Public attention to the neurodiversity movement, recognizing neurological differences as the
identity of an individual, has been growing over the years. Yet, it is still uncertain how to
promote and support this new dimension of diversity especially in the workplace.
Adults with autism spectrum disorder (ASD) are substantially underrepresented in the
workplace. Emerging work tools and technologies (e.g., collaborative robots, virtual reality [VR])
embedded with artificial intelligence (AI)/machine learning (ML) are greatly affecting
fundamental skills required for current and future jobs. Such skills include problem solving,
collaboration, social intelligence, and communication. Autistic individuals generally show
differences in these and related skills, and have continued to experience barriers in finding and
maintaining employment. Our long-term goal is to promote effective collaboration and
communication between autistic adults and their coworkers in the workplace. In this project, we
will (1) leverage an ML approach to recognize and classify physiological, cognitive, behavioral,
emotional, and engagement states of neurodivergent individuals during a collaborative in-
person task and (2) learn and predict the dynamics of collaborative behavioral patterns during
complex problem solving exhibited in a remote work setting.
In Aim 1, to understand collaboration processes and strategies of a neurodiverse team, we will
conduct a lab study that involves a simulated assembly task using LEGO® blocks. Multimodal
data (e.g., physiological synchrony, facial expression) from each member of three different
dyadic teams (autistic-autistic, autistic-nonautistic, and nonautistic-nonautistic) will be collected.

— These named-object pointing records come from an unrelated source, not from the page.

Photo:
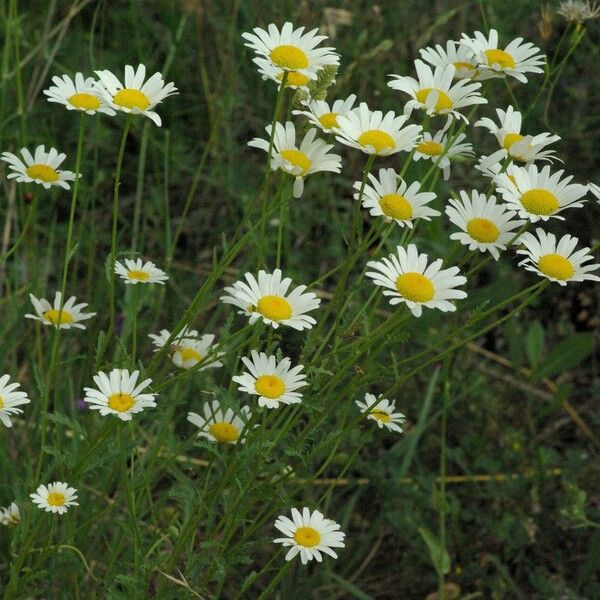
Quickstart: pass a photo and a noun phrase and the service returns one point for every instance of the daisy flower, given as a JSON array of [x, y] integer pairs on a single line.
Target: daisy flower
[[136, 271], [309, 534], [538, 194], [376, 133], [41, 168], [70, 315], [136, 96], [436, 146], [79, 94], [56, 497], [324, 116], [523, 148], [485, 225], [187, 349], [119, 393], [556, 261], [435, 92], [10, 398], [310, 157], [408, 279], [223, 427], [268, 299], [515, 60], [273, 382], [391, 197]]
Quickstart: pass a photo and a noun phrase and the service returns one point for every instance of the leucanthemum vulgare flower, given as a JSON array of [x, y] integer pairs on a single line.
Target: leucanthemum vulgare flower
[[435, 92], [187, 349], [539, 194], [460, 57], [376, 133], [433, 147], [56, 497], [557, 262], [485, 225], [135, 96], [514, 60], [223, 427], [41, 168], [310, 157], [137, 271], [79, 94], [309, 534], [382, 412], [69, 316], [272, 381], [407, 278], [119, 393], [10, 398], [268, 299], [391, 197], [323, 115], [523, 148]]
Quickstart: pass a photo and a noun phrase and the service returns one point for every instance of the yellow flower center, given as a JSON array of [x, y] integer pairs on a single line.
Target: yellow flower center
[[289, 57], [557, 266], [499, 57], [415, 287], [120, 402], [483, 230], [130, 98], [85, 101], [43, 172], [296, 158], [307, 537], [224, 432], [274, 308], [539, 202], [396, 207], [430, 147], [443, 102], [269, 386], [56, 499], [380, 140], [56, 317]]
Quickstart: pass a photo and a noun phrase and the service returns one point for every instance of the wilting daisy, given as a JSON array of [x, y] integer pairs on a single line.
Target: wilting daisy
[[515, 60], [382, 412], [309, 534], [79, 94], [135, 96], [460, 57], [324, 116], [485, 225], [224, 427], [435, 92], [376, 133], [538, 194], [10, 398], [390, 197], [40, 168], [442, 145], [56, 497], [69, 316], [267, 298], [119, 393], [137, 271], [310, 157], [273, 382], [556, 261], [187, 349], [523, 148], [407, 278]]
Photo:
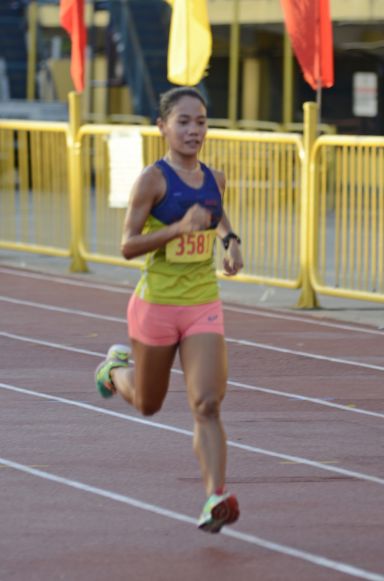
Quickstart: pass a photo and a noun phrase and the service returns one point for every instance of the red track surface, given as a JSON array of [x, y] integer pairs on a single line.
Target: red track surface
[[309, 473]]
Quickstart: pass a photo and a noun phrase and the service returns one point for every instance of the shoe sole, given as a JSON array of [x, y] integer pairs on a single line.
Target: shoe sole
[[225, 513], [104, 391], [110, 391]]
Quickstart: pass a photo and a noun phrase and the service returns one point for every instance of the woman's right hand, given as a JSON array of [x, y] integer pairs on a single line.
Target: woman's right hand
[[196, 218]]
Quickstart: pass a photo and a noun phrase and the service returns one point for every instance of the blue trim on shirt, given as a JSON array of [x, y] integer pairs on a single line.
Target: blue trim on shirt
[[179, 196]]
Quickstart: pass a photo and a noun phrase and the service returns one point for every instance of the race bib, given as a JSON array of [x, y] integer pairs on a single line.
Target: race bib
[[193, 247]]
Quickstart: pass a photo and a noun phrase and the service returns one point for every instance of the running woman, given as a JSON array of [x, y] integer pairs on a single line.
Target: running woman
[[174, 213]]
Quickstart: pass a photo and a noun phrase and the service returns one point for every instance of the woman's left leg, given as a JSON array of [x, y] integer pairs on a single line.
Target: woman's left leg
[[204, 361]]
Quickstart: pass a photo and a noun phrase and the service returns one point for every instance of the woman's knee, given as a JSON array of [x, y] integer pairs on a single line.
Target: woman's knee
[[147, 408], [206, 407]]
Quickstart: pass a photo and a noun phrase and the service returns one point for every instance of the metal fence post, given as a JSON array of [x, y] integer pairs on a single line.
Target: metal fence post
[[307, 299], [78, 263]]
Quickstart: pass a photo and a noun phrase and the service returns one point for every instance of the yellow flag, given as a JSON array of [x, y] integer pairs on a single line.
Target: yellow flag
[[190, 42]]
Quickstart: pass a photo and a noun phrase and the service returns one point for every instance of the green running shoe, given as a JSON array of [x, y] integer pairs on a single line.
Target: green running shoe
[[117, 356], [219, 510]]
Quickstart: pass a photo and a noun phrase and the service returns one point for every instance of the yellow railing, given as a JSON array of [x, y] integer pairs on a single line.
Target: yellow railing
[[310, 210], [262, 197], [347, 214], [34, 202]]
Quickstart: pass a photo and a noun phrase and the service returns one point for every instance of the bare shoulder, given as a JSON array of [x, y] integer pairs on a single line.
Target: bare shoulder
[[150, 184], [220, 179]]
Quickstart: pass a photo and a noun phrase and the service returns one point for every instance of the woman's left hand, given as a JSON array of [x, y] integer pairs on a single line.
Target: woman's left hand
[[233, 260]]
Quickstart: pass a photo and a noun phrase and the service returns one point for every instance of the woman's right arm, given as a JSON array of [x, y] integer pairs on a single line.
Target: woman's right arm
[[146, 193]]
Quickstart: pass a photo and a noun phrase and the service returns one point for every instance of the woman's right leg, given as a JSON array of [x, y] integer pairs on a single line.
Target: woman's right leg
[[145, 386]]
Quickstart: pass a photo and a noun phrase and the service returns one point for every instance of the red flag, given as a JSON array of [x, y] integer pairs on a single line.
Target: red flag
[[72, 20], [309, 26]]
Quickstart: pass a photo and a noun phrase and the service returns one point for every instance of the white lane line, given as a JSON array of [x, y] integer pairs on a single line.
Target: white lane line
[[64, 310], [289, 395], [267, 347], [314, 321], [244, 342], [312, 558], [169, 428], [278, 314], [67, 281]]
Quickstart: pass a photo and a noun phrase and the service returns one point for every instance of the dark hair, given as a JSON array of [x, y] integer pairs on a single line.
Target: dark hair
[[173, 96]]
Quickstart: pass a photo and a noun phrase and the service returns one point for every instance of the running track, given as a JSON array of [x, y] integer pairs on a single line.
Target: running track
[[92, 491]]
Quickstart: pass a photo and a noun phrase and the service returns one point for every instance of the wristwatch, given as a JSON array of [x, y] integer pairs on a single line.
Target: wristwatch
[[230, 236]]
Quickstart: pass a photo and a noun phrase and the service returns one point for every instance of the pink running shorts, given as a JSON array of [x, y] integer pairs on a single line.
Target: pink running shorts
[[154, 324]]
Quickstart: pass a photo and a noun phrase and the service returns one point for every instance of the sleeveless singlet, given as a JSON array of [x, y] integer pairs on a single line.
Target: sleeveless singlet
[[183, 271]]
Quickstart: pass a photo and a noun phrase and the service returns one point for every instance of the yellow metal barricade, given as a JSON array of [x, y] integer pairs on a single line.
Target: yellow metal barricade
[[347, 217], [34, 191], [262, 198]]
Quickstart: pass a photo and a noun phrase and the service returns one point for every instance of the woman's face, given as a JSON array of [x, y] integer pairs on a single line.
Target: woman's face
[[186, 126]]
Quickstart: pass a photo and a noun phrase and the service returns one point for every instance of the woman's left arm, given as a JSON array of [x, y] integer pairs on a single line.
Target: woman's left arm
[[233, 260]]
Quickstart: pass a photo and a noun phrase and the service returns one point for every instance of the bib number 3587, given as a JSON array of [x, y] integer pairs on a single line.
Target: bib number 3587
[[193, 247]]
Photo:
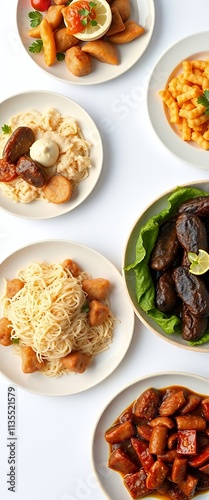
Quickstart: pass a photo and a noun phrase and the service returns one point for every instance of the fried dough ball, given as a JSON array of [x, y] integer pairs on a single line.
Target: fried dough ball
[[72, 267], [58, 189], [30, 362], [132, 30], [96, 288], [63, 40], [78, 63], [98, 313], [104, 51], [13, 286], [76, 362], [5, 331]]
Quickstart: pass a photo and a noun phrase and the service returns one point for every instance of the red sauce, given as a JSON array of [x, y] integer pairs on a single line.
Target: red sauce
[[168, 489], [78, 15]]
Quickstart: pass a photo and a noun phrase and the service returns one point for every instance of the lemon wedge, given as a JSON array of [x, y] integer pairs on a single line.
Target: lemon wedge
[[103, 19], [199, 262]]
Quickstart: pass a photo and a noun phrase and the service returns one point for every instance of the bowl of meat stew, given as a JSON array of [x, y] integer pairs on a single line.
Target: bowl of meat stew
[[167, 297]]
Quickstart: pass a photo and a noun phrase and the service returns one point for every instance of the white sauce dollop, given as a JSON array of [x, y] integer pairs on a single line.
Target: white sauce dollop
[[45, 152]]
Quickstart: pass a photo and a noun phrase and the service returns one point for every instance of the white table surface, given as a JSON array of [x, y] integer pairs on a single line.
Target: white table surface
[[53, 454]]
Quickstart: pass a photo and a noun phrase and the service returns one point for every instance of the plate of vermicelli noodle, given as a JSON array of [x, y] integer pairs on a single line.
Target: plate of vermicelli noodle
[[66, 322], [64, 143]]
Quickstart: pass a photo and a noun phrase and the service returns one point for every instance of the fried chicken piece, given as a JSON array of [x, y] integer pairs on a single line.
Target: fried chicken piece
[[63, 40], [5, 331], [98, 313], [76, 361], [96, 288], [13, 286]]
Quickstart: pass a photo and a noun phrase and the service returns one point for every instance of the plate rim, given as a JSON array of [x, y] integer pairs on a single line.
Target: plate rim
[[173, 142], [80, 81], [128, 339], [63, 208]]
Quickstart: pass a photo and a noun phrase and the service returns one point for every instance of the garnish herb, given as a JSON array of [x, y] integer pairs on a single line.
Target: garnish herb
[[60, 56], [204, 99], [86, 15], [35, 18], [6, 129], [36, 47]]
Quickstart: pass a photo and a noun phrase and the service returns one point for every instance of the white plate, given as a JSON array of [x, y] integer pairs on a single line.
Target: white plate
[[130, 278], [105, 363], [192, 47], [142, 11], [110, 481], [40, 101]]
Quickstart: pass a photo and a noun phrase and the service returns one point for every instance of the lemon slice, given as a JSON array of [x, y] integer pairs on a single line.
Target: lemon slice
[[199, 263], [103, 18]]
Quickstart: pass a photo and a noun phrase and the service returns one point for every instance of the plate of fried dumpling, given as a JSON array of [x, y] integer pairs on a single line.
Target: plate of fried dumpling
[[90, 62]]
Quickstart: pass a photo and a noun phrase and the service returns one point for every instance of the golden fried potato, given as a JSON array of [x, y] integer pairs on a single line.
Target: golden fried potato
[[117, 23], [132, 30], [72, 267], [54, 18], [61, 2], [78, 63], [76, 362], [123, 7], [103, 51], [96, 288], [13, 286], [63, 40], [58, 189], [98, 313], [49, 46], [5, 331], [30, 362]]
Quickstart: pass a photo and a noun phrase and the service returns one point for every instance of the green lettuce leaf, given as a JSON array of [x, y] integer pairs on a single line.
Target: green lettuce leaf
[[145, 289]]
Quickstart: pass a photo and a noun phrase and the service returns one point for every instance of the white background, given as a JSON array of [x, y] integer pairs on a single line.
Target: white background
[[54, 434]]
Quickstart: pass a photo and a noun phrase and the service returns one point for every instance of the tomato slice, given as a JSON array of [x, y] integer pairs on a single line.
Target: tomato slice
[[41, 5], [78, 15]]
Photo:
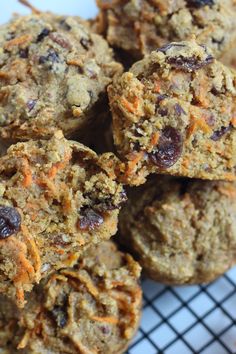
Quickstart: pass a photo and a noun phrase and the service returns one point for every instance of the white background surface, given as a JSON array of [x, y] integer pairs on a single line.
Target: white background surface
[[179, 320], [84, 8]]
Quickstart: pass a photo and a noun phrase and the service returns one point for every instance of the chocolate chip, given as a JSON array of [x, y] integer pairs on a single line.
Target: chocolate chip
[[200, 3], [189, 63], [85, 43], [179, 110], [45, 32], [31, 104], [24, 53], [10, 221], [90, 219], [169, 148], [59, 315], [52, 57], [219, 133], [60, 40]]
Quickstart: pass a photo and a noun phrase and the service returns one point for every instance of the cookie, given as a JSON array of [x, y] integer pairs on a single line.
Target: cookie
[[174, 112], [181, 230], [92, 308], [53, 75], [56, 198], [141, 26]]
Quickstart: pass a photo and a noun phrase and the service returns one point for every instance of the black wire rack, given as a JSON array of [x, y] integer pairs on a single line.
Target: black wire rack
[[191, 319]]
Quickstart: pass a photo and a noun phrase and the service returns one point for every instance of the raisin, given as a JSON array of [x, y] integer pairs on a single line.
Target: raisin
[[45, 32], [59, 315], [60, 40], [200, 3], [10, 221], [90, 219], [31, 104], [189, 64], [169, 148], [179, 110], [24, 53], [219, 133], [85, 43], [52, 57]]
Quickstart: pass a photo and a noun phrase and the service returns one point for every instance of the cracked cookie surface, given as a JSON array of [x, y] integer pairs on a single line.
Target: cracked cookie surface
[[56, 198], [181, 230], [94, 307], [53, 75], [141, 26], [174, 113]]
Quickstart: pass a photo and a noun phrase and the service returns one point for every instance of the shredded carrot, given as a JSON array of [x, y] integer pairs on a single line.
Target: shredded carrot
[[233, 121], [198, 124], [154, 138], [111, 320], [157, 87], [132, 107], [18, 41], [84, 280], [27, 181]]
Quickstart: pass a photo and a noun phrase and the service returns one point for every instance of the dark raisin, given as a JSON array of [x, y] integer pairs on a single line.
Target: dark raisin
[[59, 315], [179, 110], [24, 53], [169, 148], [86, 43], [10, 221], [60, 40], [90, 219], [219, 133], [52, 57], [45, 32], [189, 64], [200, 3], [31, 104], [163, 111]]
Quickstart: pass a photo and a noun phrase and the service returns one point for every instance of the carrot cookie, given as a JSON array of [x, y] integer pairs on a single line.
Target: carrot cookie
[[56, 198], [140, 27], [181, 230], [93, 308], [174, 112], [53, 75]]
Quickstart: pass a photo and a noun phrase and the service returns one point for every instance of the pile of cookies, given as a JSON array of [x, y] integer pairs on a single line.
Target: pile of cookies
[[131, 115]]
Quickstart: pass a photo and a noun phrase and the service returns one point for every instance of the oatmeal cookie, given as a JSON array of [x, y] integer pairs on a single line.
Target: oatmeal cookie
[[56, 198], [93, 308], [181, 230], [141, 26], [53, 75], [174, 112]]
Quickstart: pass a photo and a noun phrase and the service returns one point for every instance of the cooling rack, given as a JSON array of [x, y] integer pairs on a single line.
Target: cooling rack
[[189, 319]]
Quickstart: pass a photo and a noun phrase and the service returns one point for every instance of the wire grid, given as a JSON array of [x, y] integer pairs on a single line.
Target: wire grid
[[190, 319]]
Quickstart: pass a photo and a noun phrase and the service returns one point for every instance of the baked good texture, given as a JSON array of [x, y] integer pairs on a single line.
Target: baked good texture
[[181, 230], [141, 26], [93, 308], [53, 75], [174, 113], [56, 198]]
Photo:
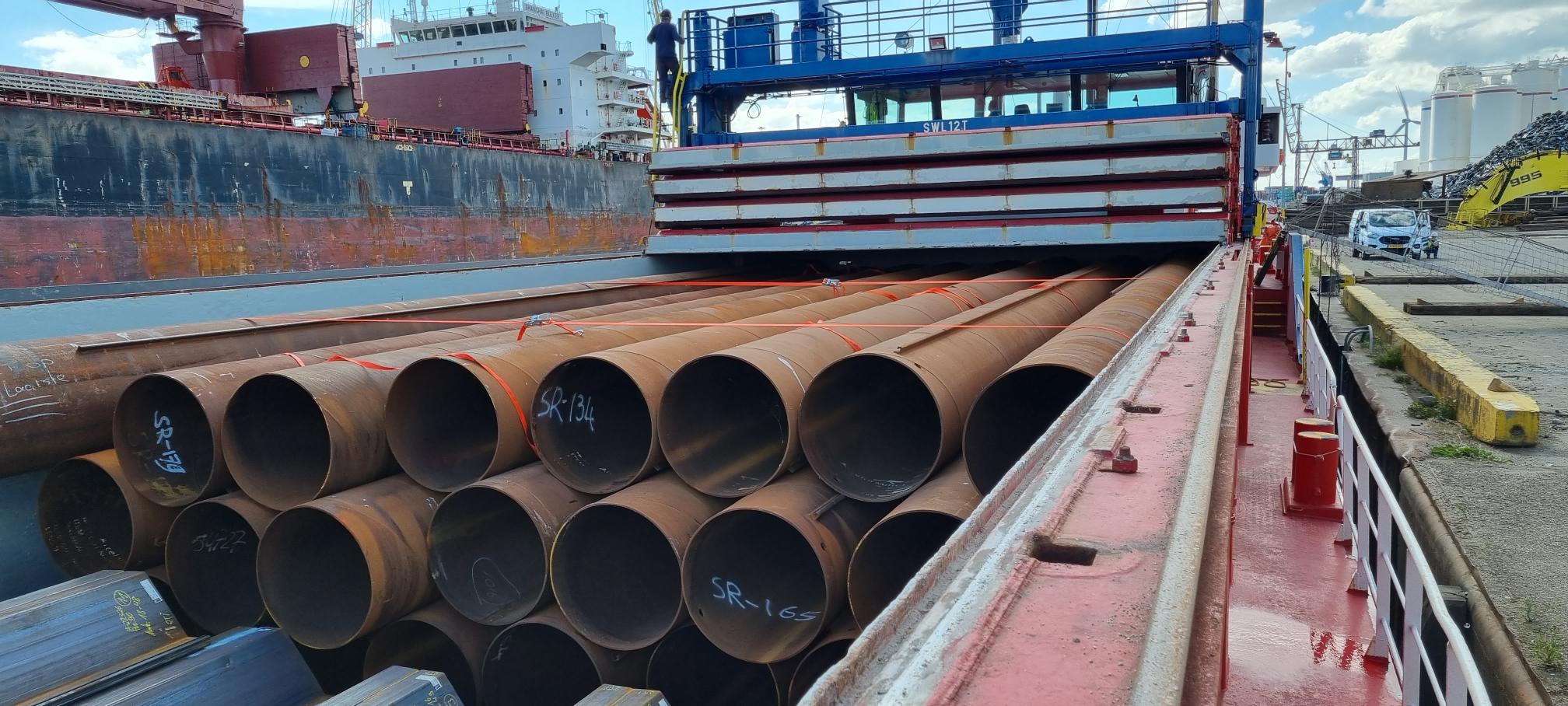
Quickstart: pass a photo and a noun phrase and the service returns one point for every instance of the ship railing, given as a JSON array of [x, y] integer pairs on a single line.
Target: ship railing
[[850, 29], [1432, 661]]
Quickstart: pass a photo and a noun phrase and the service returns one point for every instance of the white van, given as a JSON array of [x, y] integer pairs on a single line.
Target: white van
[[1399, 231]]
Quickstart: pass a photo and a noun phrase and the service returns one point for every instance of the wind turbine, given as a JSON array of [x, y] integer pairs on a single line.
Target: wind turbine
[[1404, 124]]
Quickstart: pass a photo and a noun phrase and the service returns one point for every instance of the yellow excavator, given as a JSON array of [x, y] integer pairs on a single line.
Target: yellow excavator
[[1540, 173]]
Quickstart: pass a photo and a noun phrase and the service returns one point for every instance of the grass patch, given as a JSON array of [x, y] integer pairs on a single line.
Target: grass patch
[[1548, 650], [1433, 410], [1463, 451], [1388, 357]]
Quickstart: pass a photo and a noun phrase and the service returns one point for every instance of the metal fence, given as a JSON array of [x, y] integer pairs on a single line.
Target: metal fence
[[1432, 659]]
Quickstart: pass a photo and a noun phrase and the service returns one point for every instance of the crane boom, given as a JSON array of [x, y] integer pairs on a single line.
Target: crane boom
[[219, 23]]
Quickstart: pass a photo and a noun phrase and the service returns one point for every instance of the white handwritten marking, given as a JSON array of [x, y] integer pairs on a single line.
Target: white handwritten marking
[[728, 592]]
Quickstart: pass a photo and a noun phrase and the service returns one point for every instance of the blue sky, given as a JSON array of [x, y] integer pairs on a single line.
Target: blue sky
[[1352, 57]]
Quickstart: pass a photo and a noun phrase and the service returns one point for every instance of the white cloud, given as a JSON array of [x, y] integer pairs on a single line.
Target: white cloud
[[121, 54]]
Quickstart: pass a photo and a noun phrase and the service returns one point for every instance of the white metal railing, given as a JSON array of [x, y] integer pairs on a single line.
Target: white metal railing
[[1391, 567]]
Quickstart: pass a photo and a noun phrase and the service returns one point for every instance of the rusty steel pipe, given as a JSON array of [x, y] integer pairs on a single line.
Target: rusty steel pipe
[[617, 564], [600, 430], [490, 543], [910, 536], [822, 656], [689, 670], [455, 421], [878, 422], [308, 432], [93, 519], [166, 425], [211, 559], [764, 576], [1015, 408], [58, 394], [549, 662], [342, 565], [436, 639], [730, 421]]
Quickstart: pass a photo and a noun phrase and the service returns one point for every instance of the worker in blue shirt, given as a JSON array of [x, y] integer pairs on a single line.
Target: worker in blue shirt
[[665, 37]]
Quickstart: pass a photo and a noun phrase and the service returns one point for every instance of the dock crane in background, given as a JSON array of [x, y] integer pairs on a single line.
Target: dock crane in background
[[220, 24]]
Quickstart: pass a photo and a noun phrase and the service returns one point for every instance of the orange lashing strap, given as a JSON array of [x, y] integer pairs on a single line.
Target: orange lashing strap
[[366, 365], [523, 416]]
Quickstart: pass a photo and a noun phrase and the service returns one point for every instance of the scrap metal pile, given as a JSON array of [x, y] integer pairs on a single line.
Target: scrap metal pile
[[1545, 134], [703, 484]]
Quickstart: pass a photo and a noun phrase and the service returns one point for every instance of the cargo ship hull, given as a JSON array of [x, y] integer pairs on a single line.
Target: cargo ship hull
[[104, 198]]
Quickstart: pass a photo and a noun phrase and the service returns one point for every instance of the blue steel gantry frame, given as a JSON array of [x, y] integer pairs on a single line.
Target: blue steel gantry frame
[[711, 93]]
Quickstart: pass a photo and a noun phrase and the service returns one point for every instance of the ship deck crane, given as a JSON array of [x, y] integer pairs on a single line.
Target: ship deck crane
[[220, 24]]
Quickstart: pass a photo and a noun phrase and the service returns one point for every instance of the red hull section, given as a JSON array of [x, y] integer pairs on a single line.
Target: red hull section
[[79, 250]]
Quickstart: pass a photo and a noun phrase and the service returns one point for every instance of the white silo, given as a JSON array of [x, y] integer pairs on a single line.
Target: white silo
[[1426, 134], [1495, 118], [1537, 86], [1451, 128]]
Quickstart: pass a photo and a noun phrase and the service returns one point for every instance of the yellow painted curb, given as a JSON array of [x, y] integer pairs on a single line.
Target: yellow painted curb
[[1489, 407]]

Detailed labels (for ML algorithms) will be developed to reflect underlying properties of
collaborative processes, and strategies (e.g., sequences of processes) will be modeled with a
Hidden Markov model (HMM). In Aim 2, a virtual LEGO® assembly task will be performed by
dyadic teams to examine the ML-based approach (developed in Aim 1) in a remote work setting.
Completing this developmental project will establish a foundation for future efforts to extend
relevant research capabilities and innovative research, such as the advancement of workplace
design guidelines and technology, to promote and support an effective neurodiverse workplace.